L’image du bandeau est un portrait de Poutine, composé avec des photos de ses destructions en Ukraine (merci à Igor Zhuk de Kyiv). L’image alternative est une reproduction du Guernica de Picasso aux couleurs ukrainiennes. Elles devraient rester aussi longtemps que l’invasion criminelle russe durera. Avec, de temps à autre, un moment de respiration ou une autre image liée à l’Ukraine (comme celle de paysans mourant de faim à Kharkiv, photographie d’Alexandre Wienerberger)

P.-S. Je ne fais pas de renvois vers des sites « amis », mais cette règle souffre d’un exception notable pour Le Grand Continent, une revue en ligne européenne en plusieurs langues, remarquable. Une véritable « revue nouvelle », selon leurs mots. On peut y joindre The conversation, « L’expertise universitaire, l’exigence journalistique », selon ses propres termes. Tout un programme ! J’y ajoute Memorial France qui fait un puissant travail d’information sur les répressions des droits humains en Russie et dans l’ancien « bloc de l’Est », passées et présentes, en lien avec Memorial International. Voir le film Nous sommes Memorial d’Alexandra Dalsbaek, projeté à Paris le 8 décembre 2021 lors de la soirée de Memorial France.
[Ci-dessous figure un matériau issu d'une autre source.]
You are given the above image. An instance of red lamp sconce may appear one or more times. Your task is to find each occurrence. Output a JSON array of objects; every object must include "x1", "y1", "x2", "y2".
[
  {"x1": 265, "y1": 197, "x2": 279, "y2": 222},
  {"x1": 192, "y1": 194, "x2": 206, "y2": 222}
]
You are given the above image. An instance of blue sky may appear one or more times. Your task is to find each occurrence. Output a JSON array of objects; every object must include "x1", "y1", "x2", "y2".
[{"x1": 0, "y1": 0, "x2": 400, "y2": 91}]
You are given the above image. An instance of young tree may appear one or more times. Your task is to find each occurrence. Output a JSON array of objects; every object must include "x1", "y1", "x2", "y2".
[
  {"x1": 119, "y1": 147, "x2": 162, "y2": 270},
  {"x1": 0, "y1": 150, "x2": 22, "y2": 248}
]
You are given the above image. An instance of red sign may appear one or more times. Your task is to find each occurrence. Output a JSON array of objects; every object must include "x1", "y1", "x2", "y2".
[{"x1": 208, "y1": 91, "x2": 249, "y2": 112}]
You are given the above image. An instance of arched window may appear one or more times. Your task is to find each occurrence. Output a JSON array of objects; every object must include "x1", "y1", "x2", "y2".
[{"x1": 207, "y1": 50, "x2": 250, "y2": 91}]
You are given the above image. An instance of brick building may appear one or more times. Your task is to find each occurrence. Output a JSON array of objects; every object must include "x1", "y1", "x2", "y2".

Je suis membre de Memorial France et du Groupe du 24 février. Tribune publié le 28 février 2023 dans Le Libre Belgique : Conflit en Ukraine: l’urgence de mesurer l’urgence et dans Le Courrier d’Europe centrale.

Pour le reste, je puise mes informations dans le savoir accumulé par des années de terrain, associé à mes recherches dans de nombreux domaines, ainsi que les livres (mentionnés dans les sources des articles), les revues et les grands quotidiens européens. Sans oublier les voyages de diverses natures.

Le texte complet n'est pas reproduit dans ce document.